La caractérisation des personnages est particulièrement soignée. Les Lafferty sont tous campés avec complexité, depuis le plus illuminé (Samuel) au plus prudent (Robin) en passant par le benjamin victime de la folie de ses aînés (respectivement Allen, Ron et Dan). Les femmes n'ont que peu de voix au chapitre puisqu'elles sont littéralement asservis par ces dévots complètement fous, même si Dianna, la femme de Ron, finira par s'éloigner. Brenda devient la figure sacrificielle et tragique de l'histoire puisqu'elle est à la fois la cible de Ron et Dan mais aussi celle sur laquelle se sont défaussés les cadres de l'église en lui demandant de remettre les Lafferty dans le droit chemin. 

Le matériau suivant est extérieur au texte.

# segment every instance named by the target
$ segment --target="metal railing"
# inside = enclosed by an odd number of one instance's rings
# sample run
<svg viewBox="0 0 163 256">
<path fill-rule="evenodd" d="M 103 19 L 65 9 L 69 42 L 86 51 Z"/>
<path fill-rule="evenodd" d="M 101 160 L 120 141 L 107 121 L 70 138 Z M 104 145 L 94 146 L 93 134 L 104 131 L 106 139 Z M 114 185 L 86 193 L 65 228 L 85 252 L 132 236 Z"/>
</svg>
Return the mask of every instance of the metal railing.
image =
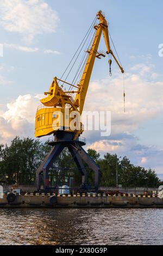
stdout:
<svg viewBox="0 0 163 256">
<path fill-rule="evenodd" d="M 54 136 L 51 136 L 49 138 L 48 138 L 47 142 L 57 142 L 58 139 L 56 138 L 56 137 Z M 76 141 L 79 141 L 81 142 L 83 142 L 86 144 L 86 138 L 84 137 L 78 137 Z"/>
</svg>

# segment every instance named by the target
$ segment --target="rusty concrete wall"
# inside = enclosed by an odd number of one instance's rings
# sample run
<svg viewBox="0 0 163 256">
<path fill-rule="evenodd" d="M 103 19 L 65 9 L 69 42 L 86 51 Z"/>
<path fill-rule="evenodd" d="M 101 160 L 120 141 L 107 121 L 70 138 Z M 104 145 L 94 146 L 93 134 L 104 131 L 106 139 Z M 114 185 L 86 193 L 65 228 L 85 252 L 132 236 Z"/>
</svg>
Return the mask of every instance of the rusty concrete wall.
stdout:
<svg viewBox="0 0 163 256">
<path fill-rule="evenodd" d="M 8 203 L 7 196 L 0 199 L 1 208 L 163 208 L 163 199 L 153 196 L 110 196 L 86 194 L 57 196 L 57 203 L 51 203 L 52 196 L 38 194 L 17 196 Z"/>
</svg>

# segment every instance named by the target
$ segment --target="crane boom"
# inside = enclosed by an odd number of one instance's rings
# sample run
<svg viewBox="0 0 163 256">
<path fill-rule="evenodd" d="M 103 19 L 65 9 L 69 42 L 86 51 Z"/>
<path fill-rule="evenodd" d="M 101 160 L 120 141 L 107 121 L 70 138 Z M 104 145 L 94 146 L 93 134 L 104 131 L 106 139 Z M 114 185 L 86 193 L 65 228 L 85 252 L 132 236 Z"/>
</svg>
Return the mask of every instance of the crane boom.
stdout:
<svg viewBox="0 0 163 256">
<path fill-rule="evenodd" d="M 99 22 L 98 25 L 94 27 L 96 32 L 91 47 L 87 51 L 89 55 L 79 84 L 71 84 L 66 81 L 57 78 L 57 77 L 54 77 L 49 92 L 45 93 L 47 96 L 40 100 L 41 102 L 47 107 L 42 107 L 42 106 L 37 110 L 35 133 L 36 137 L 40 137 L 52 133 L 55 134 L 57 131 L 64 130 L 69 132 L 73 132 L 74 139 L 76 139 L 82 133 L 82 124 L 80 123 L 80 129 L 77 129 L 76 131 L 71 129 L 70 122 L 72 120 L 66 120 L 67 111 L 65 110 L 65 108 L 68 106 L 70 112 L 77 111 L 80 115 L 82 113 L 95 58 L 101 58 L 101 56 L 105 57 L 104 54 L 98 52 L 102 33 L 106 47 L 106 53 L 112 55 L 122 72 L 124 73 L 123 68 L 110 48 L 108 25 L 101 10 L 97 13 L 97 17 Z M 110 59 L 109 60 L 110 67 L 111 63 L 111 60 Z M 58 81 L 74 87 L 76 89 L 71 91 L 68 90 L 66 92 L 64 90 L 62 86 L 59 86 Z M 76 94 L 74 100 L 72 96 L 72 94 L 73 93 Z M 55 114 L 54 114 L 54 112 Z"/>
<path fill-rule="evenodd" d="M 80 114 L 82 114 L 83 109 L 84 101 L 89 87 L 89 84 L 92 74 L 95 60 L 97 54 L 98 54 L 98 48 L 99 43 L 101 38 L 101 35 L 103 32 L 105 42 L 106 46 L 106 53 L 110 53 L 116 63 L 118 64 L 120 69 L 122 73 L 124 73 L 122 67 L 121 66 L 112 51 L 111 51 L 110 46 L 110 42 L 109 38 L 108 25 L 104 16 L 103 15 L 102 11 L 98 11 L 97 14 L 97 19 L 99 19 L 100 22 L 97 26 L 95 26 L 95 29 L 97 29 L 96 33 L 92 43 L 92 47 L 89 51 L 89 55 L 86 62 L 86 64 L 83 73 L 82 79 L 79 84 L 79 90 L 77 94 L 75 102 L 77 105 L 79 105 L 79 110 Z"/>
</svg>

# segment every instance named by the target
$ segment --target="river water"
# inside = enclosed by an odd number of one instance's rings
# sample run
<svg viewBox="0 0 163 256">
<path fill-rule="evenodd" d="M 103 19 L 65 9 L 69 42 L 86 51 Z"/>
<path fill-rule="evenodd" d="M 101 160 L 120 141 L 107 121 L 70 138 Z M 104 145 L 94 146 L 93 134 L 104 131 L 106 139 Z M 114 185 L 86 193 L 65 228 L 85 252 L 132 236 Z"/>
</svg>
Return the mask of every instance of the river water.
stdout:
<svg viewBox="0 0 163 256">
<path fill-rule="evenodd" d="M 0 245 L 163 245 L 163 209 L 1 209 Z"/>
</svg>

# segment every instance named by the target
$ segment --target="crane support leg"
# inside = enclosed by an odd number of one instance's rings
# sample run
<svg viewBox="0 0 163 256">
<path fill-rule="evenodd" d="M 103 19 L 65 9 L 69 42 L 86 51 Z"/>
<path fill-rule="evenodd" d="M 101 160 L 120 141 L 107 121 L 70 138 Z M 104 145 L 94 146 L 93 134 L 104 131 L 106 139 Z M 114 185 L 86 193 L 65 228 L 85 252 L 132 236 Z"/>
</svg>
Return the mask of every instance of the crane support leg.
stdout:
<svg viewBox="0 0 163 256">
<path fill-rule="evenodd" d="M 73 147 L 74 148 L 75 148 L 77 150 L 77 148 L 76 146 L 73 145 Z M 91 159 L 91 157 L 89 155 L 89 154 L 86 152 L 85 150 L 84 150 L 84 149 L 82 147 L 80 147 L 78 154 L 80 155 L 81 158 L 83 159 L 83 161 L 87 163 L 90 168 L 95 172 L 95 188 L 96 191 L 97 191 L 98 190 L 99 180 L 99 167 L 96 164 L 95 161 Z"/>
<path fill-rule="evenodd" d="M 72 158 L 74 159 L 74 161 L 75 161 L 78 169 L 80 170 L 82 176 L 82 184 L 86 184 L 86 171 L 83 164 L 82 159 L 78 153 L 78 150 L 76 148 L 74 148 L 72 146 L 68 146 L 68 149 L 72 156 Z"/>
<path fill-rule="evenodd" d="M 52 146 L 51 150 L 47 154 L 42 163 L 36 172 L 37 189 L 40 189 L 41 174 L 43 173 L 43 187 L 48 189 L 49 184 L 49 170 L 53 167 L 53 163 L 58 156 L 61 153 L 65 148 L 67 148 L 72 155 L 73 160 L 76 163 L 77 168 L 80 172 L 82 176 L 82 184 L 87 183 L 87 173 L 84 165 L 85 162 L 89 167 L 92 169 L 95 173 L 95 188 L 96 191 L 98 189 L 99 168 L 95 162 L 91 159 L 87 153 L 83 149 L 82 145 L 85 142 L 80 141 L 78 138 L 74 140 L 74 135 L 64 131 L 60 131 L 55 135 L 54 141 L 49 142 Z"/>
</svg>

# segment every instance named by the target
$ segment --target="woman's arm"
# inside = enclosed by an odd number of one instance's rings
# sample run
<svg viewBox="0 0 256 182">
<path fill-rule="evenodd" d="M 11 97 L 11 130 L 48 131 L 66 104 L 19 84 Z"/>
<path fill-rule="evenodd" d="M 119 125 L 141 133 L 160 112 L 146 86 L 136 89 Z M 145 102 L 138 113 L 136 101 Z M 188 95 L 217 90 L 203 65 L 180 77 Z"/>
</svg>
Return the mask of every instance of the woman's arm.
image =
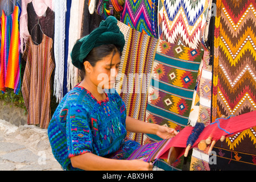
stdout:
<svg viewBox="0 0 256 182">
<path fill-rule="evenodd" d="M 75 168 L 86 171 L 152 171 L 152 163 L 141 160 L 108 159 L 92 153 L 85 153 L 71 158 Z"/>
<path fill-rule="evenodd" d="M 129 116 L 126 117 L 126 130 L 130 132 L 156 135 L 163 139 L 172 138 L 177 134 L 174 129 L 142 122 Z"/>
<path fill-rule="evenodd" d="M 130 132 L 155 135 L 159 126 L 156 124 L 142 122 L 129 116 L 126 117 L 126 130 Z"/>
</svg>

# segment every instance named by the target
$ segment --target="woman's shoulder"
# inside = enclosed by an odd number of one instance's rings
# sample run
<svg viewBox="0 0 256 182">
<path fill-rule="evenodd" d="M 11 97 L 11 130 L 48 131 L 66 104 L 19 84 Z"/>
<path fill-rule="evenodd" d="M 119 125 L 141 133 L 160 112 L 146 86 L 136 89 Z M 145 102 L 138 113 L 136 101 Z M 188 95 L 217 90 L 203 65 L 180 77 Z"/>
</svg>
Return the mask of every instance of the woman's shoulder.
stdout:
<svg viewBox="0 0 256 182">
<path fill-rule="evenodd" d="M 93 104 L 93 100 L 85 89 L 75 86 L 63 97 L 60 105 L 88 107 Z"/>
</svg>

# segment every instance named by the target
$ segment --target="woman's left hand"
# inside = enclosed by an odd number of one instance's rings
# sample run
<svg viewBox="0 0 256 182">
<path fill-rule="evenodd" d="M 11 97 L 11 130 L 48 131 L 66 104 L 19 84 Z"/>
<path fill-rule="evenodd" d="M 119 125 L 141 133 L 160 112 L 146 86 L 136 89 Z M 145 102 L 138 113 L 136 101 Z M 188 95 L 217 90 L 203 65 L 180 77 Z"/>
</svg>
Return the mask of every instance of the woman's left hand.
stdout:
<svg viewBox="0 0 256 182">
<path fill-rule="evenodd" d="M 175 136 L 177 134 L 175 129 L 164 126 L 159 126 L 156 135 L 160 138 L 166 139 Z"/>
</svg>

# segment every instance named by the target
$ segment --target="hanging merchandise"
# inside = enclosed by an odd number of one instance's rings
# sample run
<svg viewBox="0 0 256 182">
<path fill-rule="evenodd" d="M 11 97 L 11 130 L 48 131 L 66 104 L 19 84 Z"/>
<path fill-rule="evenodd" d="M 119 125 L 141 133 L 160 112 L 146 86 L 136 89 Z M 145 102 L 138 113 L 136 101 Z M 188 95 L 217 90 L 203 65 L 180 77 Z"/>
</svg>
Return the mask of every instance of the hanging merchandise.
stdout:
<svg viewBox="0 0 256 182">
<path fill-rule="evenodd" d="M 216 8 L 213 122 L 222 115 L 256 110 L 256 2 L 217 0 Z M 255 133 L 253 127 L 217 142 L 216 164 L 210 165 L 211 169 L 256 169 Z"/>
<path fill-rule="evenodd" d="M 80 78 L 79 77 L 79 70 L 72 64 L 70 53 L 76 41 L 81 38 L 84 6 L 84 1 L 72 1 L 70 13 L 67 65 L 68 91 L 69 91 L 74 88 L 80 81 Z"/>
<path fill-rule="evenodd" d="M 118 26 L 125 35 L 126 44 L 121 59 L 119 74 L 116 78 L 115 89 L 125 103 L 127 115 L 144 121 L 150 82 L 146 84 L 144 78 L 151 73 L 158 40 L 120 22 Z M 144 78 L 139 78 L 143 76 Z M 134 77 L 135 76 L 137 78 Z M 137 81 L 133 81 L 133 79 Z M 143 143 L 142 134 L 129 133 L 127 136 L 130 140 Z"/>
<path fill-rule="evenodd" d="M 70 24 L 70 13 L 71 9 L 72 0 L 67 0 L 67 12 L 65 15 L 65 55 L 63 76 L 63 96 L 65 96 L 68 93 L 68 42 L 69 36 L 69 24 Z"/>
<path fill-rule="evenodd" d="M 96 0 L 96 3 L 97 4 L 99 1 Z M 101 16 L 95 12 L 95 10 L 93 13 L 93 14 L 90 14 L 89 13 L 89 7 L 88 7 L 87 5 L 84 6 L 81 37 L 89 35 L 93 30 L 100 26 L 100 23 L 103 20 Z"/>
<path fill-rule="evenodd" d="M 96 13 L 103 19 L 110 15 L 115 15 L 117 12 L 123 10 L 123 2 L 118 0 L 100 0 L 97 6 Z"/>
<path fill-rule="evenodd" d="M 20 52 L 23 53 L 24 51 L 26 43 L 30 36 L 28 30 L 28 13 L 27 6 L 28 3 L 34 2 L 35 9 L 38 14 L 41 16 L 46 12 L 46 9 L 53 10 L 52 0 L 22 0 L 22 10 L 20 18 Z M 47 33 L 46 33 L 47 34 Z M 48 35 L 50 36 L 51 35 Z M 52 37 L 51 37 L 52 38 Z M 33 39 L 34 40 L 34 39 Z"/>
<path fill-rule="evenodd" d="M 120 20 L 135 30 L 158 38 L 157 4 L 158 0 L 126 0 Z"/>
<path fill-rule="evenodd" d="M 28 31 L 23 58 L 26 61 L 22 94 L 28 124 L 47 128 L 51 120 L 50 80 L 55 67 L 53 55 L 55 14 L 49 7 L 38 15 L 33 2 L 27 4 Z M 42 11 L 42 9 L 40 9 Z"/>
<path fill-rule="evenodd" d="M 54 75 L 53 95 L 56 97 L 56 102 L 58 102 L 60 101 L 63 97 L 67 1 L 55 0 L 54 1 L 54 6 L 58 8 L 55 9 L 54 34 L 55 73 Z"/>
<path fill-rule="evenodd" d="M 19 18 L 20 7 L 15 2 L 13 12 L 6 15 L 2 10 L 1 22 L 0 90 L 13 89 L 19 94 L 20 88 Z"/>
</svg>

Même les deux policiers en charge de l'enquête font l'objet d'une attention spéciale. Pyre est donc lui-même un mormon qui doit capturer deux fondamentalistes criminels, ce qui le met en porte-à-faux vis-à-vis de sa hiérarchie (aussi bien au sein de la police - le commissaire est aussi un mormon - que de l'église - qui est davantage dérangée par le scandale provoqué par un meurtre commis par des membres du culte que par le sort des victimes). Surtout, à mesure que els investigations progressent, et au fil de ses échanges avec Allen, Pyre est ébranlé dans sa foi, découvrant les aspects les plus sombres de l'Histoire de sa communauté. Son couple en souffre car sa femme est, elle, une fervente pratiquante, et en plus il doit composer avec sa mère qui souffre démence (ce qui, pour un mormon, est un test - le fils qui médicamente ou place dans un établissement spécialisé un parent est jugé indigne).

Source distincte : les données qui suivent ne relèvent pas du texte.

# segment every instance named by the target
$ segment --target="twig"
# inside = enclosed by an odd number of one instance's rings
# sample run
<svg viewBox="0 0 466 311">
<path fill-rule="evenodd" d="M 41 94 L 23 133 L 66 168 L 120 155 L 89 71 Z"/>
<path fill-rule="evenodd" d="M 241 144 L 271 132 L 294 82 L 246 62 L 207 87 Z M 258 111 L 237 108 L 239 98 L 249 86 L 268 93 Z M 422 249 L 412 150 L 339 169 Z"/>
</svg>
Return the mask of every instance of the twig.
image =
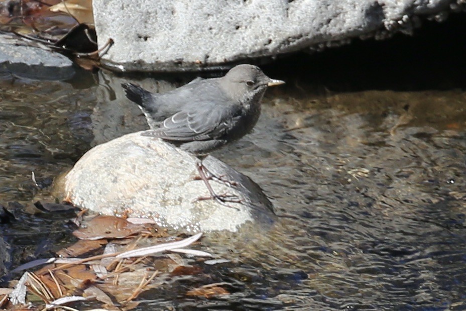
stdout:
<svg viewBox="0 0 466 311">
<path fill-rule="evenodd" d="M 55 276 L 53 275 L 53 273 L 51 271 L 50 271 L 50 269 L 48 270 L 48 271 L 49 271 L 49 274 L 50 275 L 50 276 L 52 277 L 52 279 L 53 280 L 54 282 L 55 282 L 55 284 L 57 285 L 57 289 L 58 290 L 58 293 L 60 294 L 60 297 L 63 296 L 63 293 L 61 291 L 61 287 L 60 286 L 60 284 L 58 284 L 58 281 L 57 280 L 56 278 L 55 278 Z"/>
</svg>

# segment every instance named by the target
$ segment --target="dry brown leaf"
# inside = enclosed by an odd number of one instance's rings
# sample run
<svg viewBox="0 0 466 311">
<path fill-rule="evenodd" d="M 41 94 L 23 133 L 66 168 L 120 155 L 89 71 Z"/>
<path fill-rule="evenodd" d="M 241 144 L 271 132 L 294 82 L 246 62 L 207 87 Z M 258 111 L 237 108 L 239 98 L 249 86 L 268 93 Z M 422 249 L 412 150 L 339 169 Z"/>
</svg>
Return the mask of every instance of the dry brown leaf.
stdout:
<svg viewBox="0 0 466 311">
<path fill-rule="evenodd" d="M 80 240 L 77 242 L 57 252 L 59 256 L 67 257 L 76 257 L 95 251 L 107 244 L 107 240 Z"/>
<path fill-rule="evenodd" d="M 70 15 L 80 24 L 94 24 L 92 0 L 66 0 L 49 8 L 52 12 Z"/>
<path fill-rule="evenodd" d="M 172 275 L 194 275 L 202 272 L 199 266 L 178 266 L 170 273 Z"/>
<path fill-rule="evenodd" d="M 220 295 L 229 295 L 229 292 L 215 284 L 204 285 L 194 288 L 186 293 L 188 296 L 203 296 L 207 298 Z"/>
<path fill-rule="evenodd" d="M 108 295 L 105 293 L 104 291 L 95 286 L 92 285 L 89 286 L 84 290 L 84 292 L 87 297 L 88 297 L 89 296 L 95 296 L 96 299 L 98 300 L 101 302 L 103 302 L 107 306 L 113 307 L 115 306 L 113 301 L 111 301 L 111 298 L 110 298 Z"/>
<path fill-rule="evenodd" d="M 139 233 L 145 229 L 142 225 L 134 225 L 124 218 L 114 216 L 97 216 L 73 235 L 81 240 L 122 239 Z"/>
</svg>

Taba est aussi un personnage captivant car il est indien, un Païute. Pour les mormons, c'est un sauvage, même s'ils entretiennent la légende selon laquelle les Païutes auraient été les alliés de Brigham Young quand celui-ci a établi son église en Californie (en réalité, Young voulait leur aide pour affronter ceux qui voulaient une fois de plus les chasser de cette région). Athée, Taba soutient Pyre tout en tâchant de lui faire comprendre qu'il doit mener l'enquête en mettant sa foi de côté pour s'en tenir aux faits.

Si on est emporté par cette histoire, c'est aussi grâce à un casting exceptionnel, non pas parce que les acteurs sont tous des vedettes mais pour la qualité de leur interprétation. Andrew Garfield et Gil Birmingham sont parfaits en flics tourmentés. Daisy Edgar-Jones est encore une fois bouleversante dans le rôle de Brenda. Sam Worthington (Avatar) et Wyatt Russell (Falcon et le Soldat de l'Hiver) sont terrifiants en frangins hallucinés. Billy Howle est poignant en mari de la victime.

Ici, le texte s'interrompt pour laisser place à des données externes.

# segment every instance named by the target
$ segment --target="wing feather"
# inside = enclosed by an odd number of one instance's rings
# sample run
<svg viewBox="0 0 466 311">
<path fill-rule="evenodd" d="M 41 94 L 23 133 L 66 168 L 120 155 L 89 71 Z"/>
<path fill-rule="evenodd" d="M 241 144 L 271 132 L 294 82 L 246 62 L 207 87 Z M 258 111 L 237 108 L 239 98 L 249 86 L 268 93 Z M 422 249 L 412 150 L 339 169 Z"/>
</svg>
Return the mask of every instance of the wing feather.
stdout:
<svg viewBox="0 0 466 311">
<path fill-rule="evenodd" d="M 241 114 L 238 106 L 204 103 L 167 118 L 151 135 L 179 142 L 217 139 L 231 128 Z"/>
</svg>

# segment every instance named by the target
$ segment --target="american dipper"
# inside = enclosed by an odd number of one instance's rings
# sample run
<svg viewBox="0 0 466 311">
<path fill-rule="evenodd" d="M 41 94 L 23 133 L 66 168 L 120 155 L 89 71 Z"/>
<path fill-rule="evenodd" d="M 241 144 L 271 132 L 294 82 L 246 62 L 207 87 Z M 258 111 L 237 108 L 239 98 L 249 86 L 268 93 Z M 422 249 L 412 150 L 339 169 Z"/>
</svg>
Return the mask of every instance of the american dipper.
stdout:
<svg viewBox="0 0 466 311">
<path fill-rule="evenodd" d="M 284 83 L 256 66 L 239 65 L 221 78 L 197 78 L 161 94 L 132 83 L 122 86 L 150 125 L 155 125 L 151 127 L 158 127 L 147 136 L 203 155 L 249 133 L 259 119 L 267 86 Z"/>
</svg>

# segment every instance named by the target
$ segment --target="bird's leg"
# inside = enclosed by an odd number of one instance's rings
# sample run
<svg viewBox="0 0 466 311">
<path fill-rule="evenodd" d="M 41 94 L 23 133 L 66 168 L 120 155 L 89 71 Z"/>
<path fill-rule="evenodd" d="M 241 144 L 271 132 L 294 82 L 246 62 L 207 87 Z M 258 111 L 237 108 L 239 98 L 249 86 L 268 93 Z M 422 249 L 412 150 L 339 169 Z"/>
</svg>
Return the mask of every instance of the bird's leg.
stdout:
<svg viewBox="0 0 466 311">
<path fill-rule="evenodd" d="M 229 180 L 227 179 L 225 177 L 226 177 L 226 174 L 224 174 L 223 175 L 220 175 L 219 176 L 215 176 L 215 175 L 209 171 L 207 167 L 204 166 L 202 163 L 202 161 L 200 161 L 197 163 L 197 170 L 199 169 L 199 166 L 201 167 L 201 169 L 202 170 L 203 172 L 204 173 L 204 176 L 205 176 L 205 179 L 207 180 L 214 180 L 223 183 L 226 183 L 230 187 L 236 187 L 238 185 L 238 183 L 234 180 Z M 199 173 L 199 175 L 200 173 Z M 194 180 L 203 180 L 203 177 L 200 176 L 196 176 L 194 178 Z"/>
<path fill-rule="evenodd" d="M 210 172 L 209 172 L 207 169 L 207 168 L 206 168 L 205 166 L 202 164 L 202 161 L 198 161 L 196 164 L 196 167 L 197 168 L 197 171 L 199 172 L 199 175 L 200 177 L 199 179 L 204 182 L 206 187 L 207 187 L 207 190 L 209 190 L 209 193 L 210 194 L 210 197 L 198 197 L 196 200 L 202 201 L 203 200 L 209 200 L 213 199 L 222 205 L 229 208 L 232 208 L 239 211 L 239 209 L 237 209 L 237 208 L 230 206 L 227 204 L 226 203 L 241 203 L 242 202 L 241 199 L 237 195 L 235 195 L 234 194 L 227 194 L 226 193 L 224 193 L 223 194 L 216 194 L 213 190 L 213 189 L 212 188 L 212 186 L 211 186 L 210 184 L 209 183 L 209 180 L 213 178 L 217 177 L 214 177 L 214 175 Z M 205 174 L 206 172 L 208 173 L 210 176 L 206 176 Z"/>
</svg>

Ron Lafferty fut condamné à mort mais s'éteignit avant son exécution. Dan fut condamné à la prison à perpétuité. Aucun des deux n'exprima de remords, persuadés d'être réellement les Elus de Dieu accomplissant une mission transmise dans des Révélations.

Bref, si vous vous sentez d'attaque pour plonger dans une intrigue aussi noire, n'hésitez pas : Sur Ordre de Dieu va vous combler. C'est en tout cas une mini-série qui va vous retourner et que vous n'oublierez pas de sitôt.